Not A Happy 64th B’day Israel!

By Samah Sabwai

Peeling off the artificial sugar layers and the dazzling celebratory ornaments, Israel on its 64th birthday stands fragile, isolated and exposed in a way it has never been since its foundation.

This has not been a good year for the Jewish state. Anti-normalization movements have picked up steam in the Arab world while the global campaign for Boycott Divestments and Sanctions continues to present a serious challenge, with a long list of artists refusing to entertain apartheid. Israeli Apartheid Week continues to grow on university campuses around the world despite Israel’s failed effort to counter it and non-violent resistance in Palestine which is often met with Israeli brutality is no longer the hidden secret it once was with more international activists witnessing and at times experiencing the brutality first hand.  The year ended with the a major announcement from the Methodist Church that they will divest from Israel.

On the diplomatic front, the PA took its bid for statehood to the UN.  Mahmoud Abbas’s moving speech at the UNGA  on November 23, 2011 was met with rapturous applause.  More than one month later, Palestine was admitted  into the first UN body UNESCO with an overwhelming international show of support further exposing the isolation of the Zionist state in the international arena.

Israel is also losing the media war as mainstream television networks and newspapers are becoming more daring in their criticism. For example 60 Minutes recently aired a program about Israel’s discrimination of Christian Palestinians, a show that Israeli officials objected to and tried to stop before it was even aired. But the real highlight for the year on the drama front was the broadcasting of the British TV series  The Promise on networks around the world.  Israeli supporters were furious and have tried in various countries to stop the show from screening.  In its final episode, The Promise brings to life scenes of the ethnic cleansing of 1948 Palestine.

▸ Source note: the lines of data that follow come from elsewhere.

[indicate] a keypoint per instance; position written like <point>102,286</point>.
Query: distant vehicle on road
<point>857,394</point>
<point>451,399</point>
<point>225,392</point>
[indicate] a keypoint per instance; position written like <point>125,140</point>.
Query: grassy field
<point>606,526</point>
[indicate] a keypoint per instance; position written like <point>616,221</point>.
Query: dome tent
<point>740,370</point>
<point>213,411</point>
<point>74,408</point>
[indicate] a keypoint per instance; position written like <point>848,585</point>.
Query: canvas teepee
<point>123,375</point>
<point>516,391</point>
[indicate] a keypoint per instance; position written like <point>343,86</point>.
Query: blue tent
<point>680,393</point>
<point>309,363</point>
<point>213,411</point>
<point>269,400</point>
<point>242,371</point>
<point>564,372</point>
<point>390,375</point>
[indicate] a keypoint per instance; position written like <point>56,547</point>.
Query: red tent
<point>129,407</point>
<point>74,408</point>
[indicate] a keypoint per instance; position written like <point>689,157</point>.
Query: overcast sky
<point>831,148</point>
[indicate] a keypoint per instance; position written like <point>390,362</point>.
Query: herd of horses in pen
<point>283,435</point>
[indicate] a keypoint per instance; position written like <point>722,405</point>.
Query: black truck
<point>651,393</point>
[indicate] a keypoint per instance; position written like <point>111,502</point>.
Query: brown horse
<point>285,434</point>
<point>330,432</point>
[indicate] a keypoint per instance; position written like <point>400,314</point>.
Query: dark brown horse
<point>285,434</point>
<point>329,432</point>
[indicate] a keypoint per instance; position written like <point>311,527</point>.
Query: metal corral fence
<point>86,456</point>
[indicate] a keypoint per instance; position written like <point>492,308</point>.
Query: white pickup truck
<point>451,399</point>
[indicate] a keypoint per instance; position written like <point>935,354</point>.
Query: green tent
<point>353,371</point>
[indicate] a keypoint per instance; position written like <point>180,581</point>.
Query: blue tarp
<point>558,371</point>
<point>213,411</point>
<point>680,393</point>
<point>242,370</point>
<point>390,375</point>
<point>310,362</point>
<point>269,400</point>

Another sign of Israel losing its grip on the media front was evident when The Economist published this editorial  (March 6, 2012), holding Netanyahu responsible for the demise of the peace process  “No one bears greater responsibility for the trap Israel finds itself in today than Mr Netanyahu. As prime minister in the late 1990s, he did more than any other Israeli leader to destroy the peace process.”

And if all of this is not enough, even Israel’s powerful allies, including Australia  and the US have grown impatient with its behavior especially its derailment of the peace process, its continued settlements expansion and its appetite for attacking Iran.  Indeed Israel is losing friends fast.  Two other traditional allies have also been lost this past year as we saw the expulsion of Israel’s ambassador to Ankara following a row with Netanyahu’s government over Israel’s deadly raid on a Gaza-bound aid flotilla and the evacuation of Israeli diplomats from Egypt after Egyptian protestors stormed the Israeli embassy in Cairo.  Worth mentioning is that until now, the Israeli embassy stands vacant as anti-normalization movements in the Arab world continue to gain strength and yield various victories from Morocco where activists are calling to criminalize normalization to Egypt where they have succeeded in cancelling the gas deal with Israel and are now calling for an end to the peace treaty with the Zionist state.

This year, more than ever, people have began to question Isreal’s democracy especially as the Israeli government moved to reinstate its infiltrator law, a 50 year old law that targets not only Palestinians but also all asylum seekers regardless of age.  Israel was also criticized for a barrage of other draconian laws reflecting its insecurity and discriminatory nature, like the law that was passed allowing communities in the Negev and Galilee regions smaller than 400 households to refuse potential residents on the basis of their ethnicity or religion.  And for those who find such acts reprehensible and would like to do something about it…say like boycotting Israeli settlement goods, Israel is ready for that too.  They have also passed a law that gives settlers the right to claim economic injury from a call to boycott and to actually sue the organizers of the boycott without needing to have any proof of such damages. 

Perhaps most telling of all is Israel’s passing of legislation that calls for withdrawal of government funding to any organization or institution that marks commemorating Nakba, that is remembering how Israel was founded on the ruins of more than 400 Palestinian villages and cities which were ethnically cleansed by the Jewish army, forcing more than 750,000 Palestinians into exile in order to pave the way for a Jewish majority.  In fact this year some people were arrested because they dared remember this part of Israel’s history!
So all in all, a very bad 64th birthday!

– Samah Sabawi is a Palestinian writer. She contributed this article to PalestineChronicle.com.